Doi M, Shioi Y, Sasa T
Arch Biochem Biophys. 1986 Nov 1;250(2):358-63. doi: 10.1016/0003-9861(86)90737-x.
Benzoyl-L-arginine p-nitroanilide hydrolase in the etiolated leaves of Zea mays L. has been purified 1,266-fold by a combination of gel filtration, ion exchange, and hydrophobic chromatography with a recovery of 13%. The specific activity of the purified enzyme is 5.7 units/mg protein. The enzyme is an acidic protein with a pI value of 4.6 and optimum pH of 8.2. The molecular weight of the enzyme was estimated to be 59,000. Substrate inhibition was observed at a concentration higher than 30 microM BAPA and the apparent Km for BAPA was 29 microM at pH 8.0. The enzyme activity was inhibited by sulfhydryl reagents, leupeptin, antipain, and N-tosyl-L-lysine chloromethyl ketone. The inhibitor study suggests that the enzyme belongs to the class of the sulfhydryl proteases.

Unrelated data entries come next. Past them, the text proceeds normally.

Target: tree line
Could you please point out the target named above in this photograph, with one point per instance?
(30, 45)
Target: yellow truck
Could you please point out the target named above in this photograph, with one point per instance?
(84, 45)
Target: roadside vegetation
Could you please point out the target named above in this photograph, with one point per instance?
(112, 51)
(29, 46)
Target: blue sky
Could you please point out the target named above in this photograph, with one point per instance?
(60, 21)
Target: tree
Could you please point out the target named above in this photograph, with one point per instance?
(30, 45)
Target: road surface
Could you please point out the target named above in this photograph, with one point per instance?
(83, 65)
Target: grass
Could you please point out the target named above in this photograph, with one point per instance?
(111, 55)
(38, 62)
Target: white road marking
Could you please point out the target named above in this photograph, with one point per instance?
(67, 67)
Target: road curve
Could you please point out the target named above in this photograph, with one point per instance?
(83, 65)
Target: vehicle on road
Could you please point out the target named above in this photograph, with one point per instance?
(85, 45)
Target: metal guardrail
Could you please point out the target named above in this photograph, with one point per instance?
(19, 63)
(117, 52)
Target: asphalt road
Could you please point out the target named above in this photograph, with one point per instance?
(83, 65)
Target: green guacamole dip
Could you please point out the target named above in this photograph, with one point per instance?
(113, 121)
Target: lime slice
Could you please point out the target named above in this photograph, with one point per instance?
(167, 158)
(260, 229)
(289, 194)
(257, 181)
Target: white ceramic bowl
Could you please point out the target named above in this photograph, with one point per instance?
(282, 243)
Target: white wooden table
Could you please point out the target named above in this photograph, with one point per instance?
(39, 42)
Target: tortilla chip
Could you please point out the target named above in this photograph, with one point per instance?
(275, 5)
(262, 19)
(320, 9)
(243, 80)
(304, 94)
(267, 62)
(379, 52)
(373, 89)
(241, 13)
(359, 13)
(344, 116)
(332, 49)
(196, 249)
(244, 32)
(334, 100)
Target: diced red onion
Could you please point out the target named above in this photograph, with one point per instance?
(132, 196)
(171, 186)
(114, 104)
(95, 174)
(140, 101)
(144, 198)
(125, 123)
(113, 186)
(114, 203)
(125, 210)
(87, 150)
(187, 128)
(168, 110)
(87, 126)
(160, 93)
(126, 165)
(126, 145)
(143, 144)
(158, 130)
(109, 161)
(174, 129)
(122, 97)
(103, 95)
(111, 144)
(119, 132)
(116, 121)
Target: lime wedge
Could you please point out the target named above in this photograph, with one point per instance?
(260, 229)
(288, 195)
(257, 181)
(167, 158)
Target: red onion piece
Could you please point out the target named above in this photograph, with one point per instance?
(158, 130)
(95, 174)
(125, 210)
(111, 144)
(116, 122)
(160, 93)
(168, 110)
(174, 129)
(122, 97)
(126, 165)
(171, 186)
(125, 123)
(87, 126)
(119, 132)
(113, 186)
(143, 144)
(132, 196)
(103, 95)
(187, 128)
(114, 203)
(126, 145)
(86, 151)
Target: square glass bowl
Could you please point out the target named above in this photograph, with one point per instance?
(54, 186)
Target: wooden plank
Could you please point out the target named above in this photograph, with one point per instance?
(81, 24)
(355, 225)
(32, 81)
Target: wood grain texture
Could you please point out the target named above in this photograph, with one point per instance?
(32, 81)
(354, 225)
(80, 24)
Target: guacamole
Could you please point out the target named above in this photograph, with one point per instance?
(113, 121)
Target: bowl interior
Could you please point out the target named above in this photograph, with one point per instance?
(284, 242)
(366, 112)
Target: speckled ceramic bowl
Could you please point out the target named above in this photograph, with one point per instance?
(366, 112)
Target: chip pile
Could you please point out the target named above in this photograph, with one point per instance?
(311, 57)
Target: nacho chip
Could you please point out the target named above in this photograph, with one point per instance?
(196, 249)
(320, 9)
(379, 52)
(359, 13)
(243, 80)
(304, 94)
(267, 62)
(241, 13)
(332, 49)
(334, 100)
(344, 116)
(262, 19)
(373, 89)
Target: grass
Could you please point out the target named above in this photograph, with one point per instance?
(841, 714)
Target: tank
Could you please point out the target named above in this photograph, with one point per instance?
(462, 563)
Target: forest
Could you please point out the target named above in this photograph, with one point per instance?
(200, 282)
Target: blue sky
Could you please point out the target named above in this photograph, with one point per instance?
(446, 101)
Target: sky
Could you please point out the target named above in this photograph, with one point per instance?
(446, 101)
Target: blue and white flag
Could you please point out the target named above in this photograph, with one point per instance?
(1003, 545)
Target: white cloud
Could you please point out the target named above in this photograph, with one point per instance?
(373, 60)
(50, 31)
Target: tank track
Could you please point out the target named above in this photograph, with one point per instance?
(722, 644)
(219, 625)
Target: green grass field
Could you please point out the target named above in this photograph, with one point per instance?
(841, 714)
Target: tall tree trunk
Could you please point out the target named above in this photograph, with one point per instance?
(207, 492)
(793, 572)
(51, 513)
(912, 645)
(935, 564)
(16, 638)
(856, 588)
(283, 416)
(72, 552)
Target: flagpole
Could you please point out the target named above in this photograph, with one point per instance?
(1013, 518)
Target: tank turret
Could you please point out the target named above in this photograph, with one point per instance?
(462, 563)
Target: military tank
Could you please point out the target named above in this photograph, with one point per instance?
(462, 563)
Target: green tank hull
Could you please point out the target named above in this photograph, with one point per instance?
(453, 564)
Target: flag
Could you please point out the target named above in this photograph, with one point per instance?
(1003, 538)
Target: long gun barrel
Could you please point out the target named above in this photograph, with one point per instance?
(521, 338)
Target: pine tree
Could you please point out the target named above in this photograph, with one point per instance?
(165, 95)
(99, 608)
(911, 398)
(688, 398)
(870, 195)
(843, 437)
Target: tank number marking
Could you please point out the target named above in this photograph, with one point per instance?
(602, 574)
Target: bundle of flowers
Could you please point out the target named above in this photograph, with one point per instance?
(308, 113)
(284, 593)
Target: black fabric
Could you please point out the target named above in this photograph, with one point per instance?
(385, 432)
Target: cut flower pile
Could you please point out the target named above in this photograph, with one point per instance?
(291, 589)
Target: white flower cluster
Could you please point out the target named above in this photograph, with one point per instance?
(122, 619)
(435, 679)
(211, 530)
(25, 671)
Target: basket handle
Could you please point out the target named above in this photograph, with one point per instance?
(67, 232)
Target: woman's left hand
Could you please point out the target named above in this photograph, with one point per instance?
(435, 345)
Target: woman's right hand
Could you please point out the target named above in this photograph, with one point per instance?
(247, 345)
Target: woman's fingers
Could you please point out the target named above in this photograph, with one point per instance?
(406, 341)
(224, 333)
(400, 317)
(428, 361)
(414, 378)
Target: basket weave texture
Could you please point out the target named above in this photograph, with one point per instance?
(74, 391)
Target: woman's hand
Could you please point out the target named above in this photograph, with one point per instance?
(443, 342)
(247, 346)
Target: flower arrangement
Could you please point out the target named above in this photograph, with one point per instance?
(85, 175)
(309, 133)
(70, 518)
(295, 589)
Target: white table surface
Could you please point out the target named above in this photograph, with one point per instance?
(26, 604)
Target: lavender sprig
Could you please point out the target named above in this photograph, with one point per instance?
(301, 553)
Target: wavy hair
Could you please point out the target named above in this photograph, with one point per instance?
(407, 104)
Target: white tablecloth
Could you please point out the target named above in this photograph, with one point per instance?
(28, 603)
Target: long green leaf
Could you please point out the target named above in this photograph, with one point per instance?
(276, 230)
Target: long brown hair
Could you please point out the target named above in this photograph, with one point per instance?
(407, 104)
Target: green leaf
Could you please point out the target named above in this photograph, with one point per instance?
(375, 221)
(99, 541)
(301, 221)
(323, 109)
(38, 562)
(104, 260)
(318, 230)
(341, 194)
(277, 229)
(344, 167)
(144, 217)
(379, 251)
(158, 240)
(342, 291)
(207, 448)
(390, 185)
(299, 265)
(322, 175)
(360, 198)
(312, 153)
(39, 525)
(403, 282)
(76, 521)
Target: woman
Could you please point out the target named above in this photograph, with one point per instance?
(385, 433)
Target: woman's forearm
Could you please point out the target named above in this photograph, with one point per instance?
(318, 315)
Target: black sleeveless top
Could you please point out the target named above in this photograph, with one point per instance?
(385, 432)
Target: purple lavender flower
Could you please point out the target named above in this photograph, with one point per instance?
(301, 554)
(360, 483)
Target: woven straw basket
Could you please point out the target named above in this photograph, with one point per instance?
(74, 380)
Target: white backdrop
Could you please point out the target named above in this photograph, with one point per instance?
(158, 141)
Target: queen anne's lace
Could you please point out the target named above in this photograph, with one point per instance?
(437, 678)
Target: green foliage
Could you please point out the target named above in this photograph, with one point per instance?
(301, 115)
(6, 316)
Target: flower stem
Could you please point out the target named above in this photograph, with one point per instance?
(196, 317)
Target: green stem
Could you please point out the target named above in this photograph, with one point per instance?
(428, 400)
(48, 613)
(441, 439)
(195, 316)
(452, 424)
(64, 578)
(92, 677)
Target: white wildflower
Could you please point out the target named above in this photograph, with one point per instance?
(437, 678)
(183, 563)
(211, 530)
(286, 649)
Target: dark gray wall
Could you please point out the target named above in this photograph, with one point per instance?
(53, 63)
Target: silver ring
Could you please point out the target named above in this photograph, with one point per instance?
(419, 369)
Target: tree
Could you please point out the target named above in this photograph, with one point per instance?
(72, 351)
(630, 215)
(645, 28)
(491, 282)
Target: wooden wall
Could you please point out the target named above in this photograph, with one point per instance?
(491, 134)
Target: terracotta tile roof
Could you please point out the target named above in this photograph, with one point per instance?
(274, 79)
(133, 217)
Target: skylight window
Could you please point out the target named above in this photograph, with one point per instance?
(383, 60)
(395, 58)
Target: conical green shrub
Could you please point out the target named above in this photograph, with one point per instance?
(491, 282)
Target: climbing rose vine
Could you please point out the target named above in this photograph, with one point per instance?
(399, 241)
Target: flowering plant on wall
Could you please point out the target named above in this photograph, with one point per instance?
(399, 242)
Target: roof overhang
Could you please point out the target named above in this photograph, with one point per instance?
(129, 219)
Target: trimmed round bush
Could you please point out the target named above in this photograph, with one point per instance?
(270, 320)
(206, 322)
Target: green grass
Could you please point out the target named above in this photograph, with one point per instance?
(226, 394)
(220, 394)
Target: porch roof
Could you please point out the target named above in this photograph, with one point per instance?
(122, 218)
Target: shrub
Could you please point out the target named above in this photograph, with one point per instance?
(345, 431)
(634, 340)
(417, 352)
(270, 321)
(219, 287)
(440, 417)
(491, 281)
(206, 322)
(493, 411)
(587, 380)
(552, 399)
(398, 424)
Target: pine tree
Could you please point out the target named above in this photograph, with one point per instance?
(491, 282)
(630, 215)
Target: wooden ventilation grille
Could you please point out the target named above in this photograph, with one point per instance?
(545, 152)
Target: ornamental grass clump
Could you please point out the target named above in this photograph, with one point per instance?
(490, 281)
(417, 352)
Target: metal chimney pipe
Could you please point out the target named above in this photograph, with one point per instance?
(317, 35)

通过凝胶过滤、离子交换和疏水色谱相结合的方法,玉米黄化叶片中的苯甲酰-L-精氨酸对硝基苯胺水解酶已被纯化了1266倍,回收率为13%。纯化酶的比活性为5.7单位/毫克蛋白质。该酶是一种酸性蛋白质,pI值为4.6,最适pH为8.2。酶的分子量估计为59,000。在高于30 microM BAPA的浓度下观察到底物抑制,在pH 8.0时BAPA的表观Km为29 microM。酶活性受到巯基试剂、亮抑酶肽、抑肽酶和N-对甲苯磺酰-L-赖氨酸氯甲基酮的抑制。抑制剂研究表明该酶属于巯基蛋白酶类。